Einig waren sich die Länderchefs, die keineswegs gewillt sind, ihre Machtpositionen im Spitalsbereich aufzugeben, lediglich darin, dass keine Situation geschaffen werden soll, die ein Abwandern von Medizineri*nnen von Bundesland zu Bundesland fördern würde. Besonders absurd gestaltete sich zuletzt das Verhältnis der wahlkämpfenden Steiermark mit dem wahlkämpfenden Burgenland. Wurde zunächst lauthals das bereits drohende Abwandern von burgenländischen Spitalsärzt*innen in die Steiermark beklagt, so rühmte sich kürzlich die Verhandlungsdelegation der Ärzt*innen, im Burgenland ein Ergebnis erreicht zu haben, das in allen Arztgruppen und in allen Entlohnungsstufen über der Steiermark liege
Würden endlich einer alten Forderung der KPÖ folgend die ewig gestrigen Bundesländerstrukturen der Vergangenheit angehören und im Spitalsbereich alle angestellten Ärzt*innen der Bundeskompetenz zugeordnet werden, so säßen die angestellten Ärzt*innen und ihre Vertreter*innen nur einem Verhandlungspartner gegenüber und nicht, wie jetzt, neun Bundesländern, im Fall des AKH zusätzlich dem Wissenschaftsministerium, und den diversen Ordensspitälern als Arbeitgeber, die jeweils ihre eigenen Suppenkochwettbewerbe austragen.

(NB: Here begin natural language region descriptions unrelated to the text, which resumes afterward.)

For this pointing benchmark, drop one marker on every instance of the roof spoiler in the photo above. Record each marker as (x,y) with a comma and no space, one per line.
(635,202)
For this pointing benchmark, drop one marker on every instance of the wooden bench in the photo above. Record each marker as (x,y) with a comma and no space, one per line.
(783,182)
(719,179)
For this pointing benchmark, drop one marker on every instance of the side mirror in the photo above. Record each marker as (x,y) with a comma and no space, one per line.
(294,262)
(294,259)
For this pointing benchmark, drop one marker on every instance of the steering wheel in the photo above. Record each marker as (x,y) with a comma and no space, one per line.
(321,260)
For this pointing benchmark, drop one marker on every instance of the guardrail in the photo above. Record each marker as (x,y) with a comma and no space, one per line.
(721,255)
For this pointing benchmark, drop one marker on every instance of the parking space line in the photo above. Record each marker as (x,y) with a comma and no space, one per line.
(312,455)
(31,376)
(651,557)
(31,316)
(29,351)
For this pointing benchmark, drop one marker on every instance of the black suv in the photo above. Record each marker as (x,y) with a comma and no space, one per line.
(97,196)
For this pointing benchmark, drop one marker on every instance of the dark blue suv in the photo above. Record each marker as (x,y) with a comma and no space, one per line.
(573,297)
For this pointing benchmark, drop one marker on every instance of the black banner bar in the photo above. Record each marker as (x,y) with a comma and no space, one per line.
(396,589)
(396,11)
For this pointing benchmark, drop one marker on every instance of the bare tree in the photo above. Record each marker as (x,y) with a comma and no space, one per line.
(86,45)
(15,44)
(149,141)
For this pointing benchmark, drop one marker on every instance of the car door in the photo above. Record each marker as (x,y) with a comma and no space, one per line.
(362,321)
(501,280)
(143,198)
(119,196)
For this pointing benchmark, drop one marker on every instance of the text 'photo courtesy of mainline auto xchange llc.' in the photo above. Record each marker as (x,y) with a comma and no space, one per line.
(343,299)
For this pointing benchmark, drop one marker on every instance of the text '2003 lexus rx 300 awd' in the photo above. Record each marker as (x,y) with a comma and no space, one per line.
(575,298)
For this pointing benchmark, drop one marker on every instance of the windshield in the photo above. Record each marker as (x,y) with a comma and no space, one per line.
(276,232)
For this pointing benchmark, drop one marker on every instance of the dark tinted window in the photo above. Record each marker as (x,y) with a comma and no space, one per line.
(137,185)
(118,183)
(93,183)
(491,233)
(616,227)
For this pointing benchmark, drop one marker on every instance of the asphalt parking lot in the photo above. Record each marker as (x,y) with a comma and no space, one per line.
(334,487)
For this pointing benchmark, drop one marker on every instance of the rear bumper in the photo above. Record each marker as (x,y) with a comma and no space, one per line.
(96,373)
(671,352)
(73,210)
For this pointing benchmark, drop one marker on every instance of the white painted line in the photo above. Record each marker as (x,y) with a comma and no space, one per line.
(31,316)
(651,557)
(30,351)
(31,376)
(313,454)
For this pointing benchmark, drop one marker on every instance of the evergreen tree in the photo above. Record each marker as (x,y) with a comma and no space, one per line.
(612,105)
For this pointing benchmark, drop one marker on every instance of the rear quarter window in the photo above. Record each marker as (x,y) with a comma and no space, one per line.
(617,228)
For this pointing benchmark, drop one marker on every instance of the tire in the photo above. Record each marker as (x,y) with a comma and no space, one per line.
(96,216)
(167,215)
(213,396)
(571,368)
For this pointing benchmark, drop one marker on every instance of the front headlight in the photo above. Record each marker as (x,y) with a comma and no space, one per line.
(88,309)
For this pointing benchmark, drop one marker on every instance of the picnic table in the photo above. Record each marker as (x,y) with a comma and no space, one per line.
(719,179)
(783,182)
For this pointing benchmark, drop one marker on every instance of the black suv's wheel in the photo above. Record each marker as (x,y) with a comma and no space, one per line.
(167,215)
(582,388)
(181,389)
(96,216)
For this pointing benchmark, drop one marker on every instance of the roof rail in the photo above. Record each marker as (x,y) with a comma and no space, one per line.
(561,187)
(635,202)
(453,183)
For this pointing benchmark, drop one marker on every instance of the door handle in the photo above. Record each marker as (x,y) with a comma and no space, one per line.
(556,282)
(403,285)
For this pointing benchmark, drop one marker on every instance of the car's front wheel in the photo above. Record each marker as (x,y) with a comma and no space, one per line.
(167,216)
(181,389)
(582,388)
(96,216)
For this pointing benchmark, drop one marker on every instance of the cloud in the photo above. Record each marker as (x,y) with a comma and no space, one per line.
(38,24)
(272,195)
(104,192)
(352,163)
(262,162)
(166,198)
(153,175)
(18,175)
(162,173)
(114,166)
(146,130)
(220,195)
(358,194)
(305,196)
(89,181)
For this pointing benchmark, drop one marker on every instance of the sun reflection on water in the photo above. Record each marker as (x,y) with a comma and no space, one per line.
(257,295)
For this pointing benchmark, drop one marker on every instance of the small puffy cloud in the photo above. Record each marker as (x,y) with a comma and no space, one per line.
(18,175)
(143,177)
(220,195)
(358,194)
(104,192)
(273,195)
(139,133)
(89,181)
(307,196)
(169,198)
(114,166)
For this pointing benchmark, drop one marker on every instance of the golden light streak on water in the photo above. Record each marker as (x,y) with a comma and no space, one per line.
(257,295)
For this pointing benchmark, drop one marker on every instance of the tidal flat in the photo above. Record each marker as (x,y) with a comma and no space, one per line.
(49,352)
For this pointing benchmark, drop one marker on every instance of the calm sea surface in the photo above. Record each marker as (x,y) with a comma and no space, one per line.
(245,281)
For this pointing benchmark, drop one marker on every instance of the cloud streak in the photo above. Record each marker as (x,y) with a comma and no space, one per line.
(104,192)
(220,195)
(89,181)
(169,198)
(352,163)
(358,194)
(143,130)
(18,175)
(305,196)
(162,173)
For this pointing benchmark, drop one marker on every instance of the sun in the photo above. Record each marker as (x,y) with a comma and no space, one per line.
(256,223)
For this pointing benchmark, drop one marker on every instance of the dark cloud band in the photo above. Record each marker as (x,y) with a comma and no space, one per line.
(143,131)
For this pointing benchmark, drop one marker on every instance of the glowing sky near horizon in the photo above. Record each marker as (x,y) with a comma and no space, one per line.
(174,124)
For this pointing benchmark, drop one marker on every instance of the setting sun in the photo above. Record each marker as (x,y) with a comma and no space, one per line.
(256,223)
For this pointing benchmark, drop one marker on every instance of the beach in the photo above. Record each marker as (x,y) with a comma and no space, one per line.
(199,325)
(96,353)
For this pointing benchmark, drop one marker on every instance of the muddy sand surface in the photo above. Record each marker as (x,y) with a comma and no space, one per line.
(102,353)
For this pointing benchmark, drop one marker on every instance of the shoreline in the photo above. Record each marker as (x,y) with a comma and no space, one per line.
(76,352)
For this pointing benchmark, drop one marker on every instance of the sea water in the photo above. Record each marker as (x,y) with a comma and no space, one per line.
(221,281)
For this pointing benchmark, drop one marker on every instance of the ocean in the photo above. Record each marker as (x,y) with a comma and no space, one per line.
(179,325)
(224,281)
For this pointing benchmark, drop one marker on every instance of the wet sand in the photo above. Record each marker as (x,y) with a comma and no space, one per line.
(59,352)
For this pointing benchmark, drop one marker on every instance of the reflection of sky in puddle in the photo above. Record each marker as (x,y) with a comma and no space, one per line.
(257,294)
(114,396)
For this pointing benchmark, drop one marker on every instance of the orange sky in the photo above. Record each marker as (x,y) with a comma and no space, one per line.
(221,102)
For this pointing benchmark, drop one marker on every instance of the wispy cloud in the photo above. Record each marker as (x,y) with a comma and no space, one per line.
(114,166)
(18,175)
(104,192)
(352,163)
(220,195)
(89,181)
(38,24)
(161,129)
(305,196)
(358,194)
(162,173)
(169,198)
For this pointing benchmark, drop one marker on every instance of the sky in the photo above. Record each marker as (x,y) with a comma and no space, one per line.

Mittlerweile sind die Verhandlungen in allen Bundesländern (außer Wien) abgeschlossen. Arbeitszeitverkürzung (auf 48 Stunden! Bei einem Durchrechnungszeitraum von einem halben Jahr!) und Grundgehaltssteigerungen sind im Ländervergleich halbwegs gleichmäßig durchgesetzt worden.
Ein schwerwiegendes Problem bei den Verhandlungen besonders in Wien- ist die Zersplitterung der angestellten, gewerkschaftlich organisierten Ärzt*innen. Die Angestellten der Ordensspitäler sind laut ÖGB-Vorschriften bei der VIDA, die Angestellten der Stadt Wien bei der GdG-KMSfB (Gemeindebedienstete, Kunst, Medien, Sport, freie Berufe) organisiert. Zuletzt hat sich vor einigen Monaten zusätzlich der Verein Asklepios gegründet, der laut seinem Statut die gewerkschaftliche Vertretung für alle angestellten Spitalärzt*innen und Ärzt*innen im Beamtenstatus anstrebt. Derzeit liegt ein Gutachten beim ÖGB, das dem Verein Asklepios das Koalitionsrecht zugesteht. Der ÖGB selbst ein Verein hat nun zu entscheiden, ob er neben den bereits anerkannten Gewerkschaften ein zusätzliches Mitglied zulässt. Falls der ÖGB Asklepios nicht aufnimmt, sind die Mediziner*innen mit dem Angebot einer wilden Gewerkschaft konfrontiert.
Ein weiterer Grund die KPÖ- Forderung ernst zu nehmen und sämtlichen Spitalsärzt*innen nur EINEN Arbeitgeber zu geben! Alle Spitalsärzt*innen sollen zu den gleichen Bedingungen vom Bund, also vom Gesundheitsministerium, angestellt werden!
Eine starke Gewerkschaftsorganisation würde die Interessen der derzeit cirka 24.000 Spitalsärzt*innen in Verhandlungen mit dem Arbeitgeber Bund auch stark vertreten können.